In terms of uterine infection, three cows had Arcanobacterium pyogenes isolated from the uterus at day 7 and DER, and none of these had embryos recovered at DER. Moreover, there was no correlation between endometrial cytology and the number of TE, suggesting that endometrial cytology with a PMN threshold of 0.9 to 3.1% did not impair survival of the embryos during SOV between 80 and 185 DIM. This is supported by a previous study [8], in which < 6% of PMN on endometrial cytology was not associated with a reduction of fertility. Drillich et al. [7] demonstrated that cows with PMN observed upon endometrial cytology at DER when no PMN were present the day before insemination had a significantly higher number of TE. However, the precise proportion of PMN on endometrial cytology was not presented.

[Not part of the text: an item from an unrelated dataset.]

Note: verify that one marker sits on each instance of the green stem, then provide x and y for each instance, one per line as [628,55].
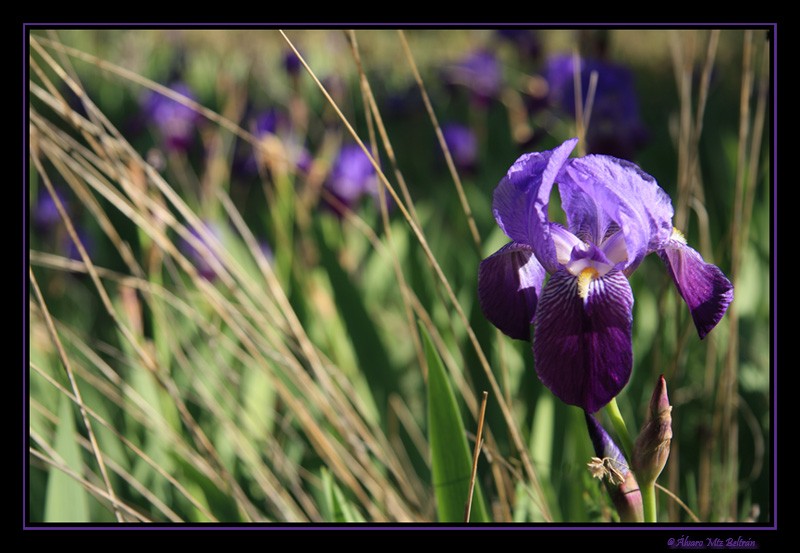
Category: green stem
[612,409]
[649,502]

Electrolytes in the uterus regulate enzyme activities, as well as maintain normal pH and embryo development [1]. For the three electrolytes, Na, Cl and K, there was no change in serum concentration after SOV. In the uterus, Cl and K concentrations were significantly higher in SOV than in the control group. An increase of these two electrolytes may promote embryo blastocoel formation [39] and the establishment of tight junctions during blastocyst expansion [38]. However, electrolyte changes were not correlated with the number of TE.

In conclusion, the results of the present study provide reference values for several uterine lavage fluid parameters for the non-SOV group and some indications that SOV leads to changes in uterine and serum PGFM that may consequently affect the number of TE in Holstein dairy cows.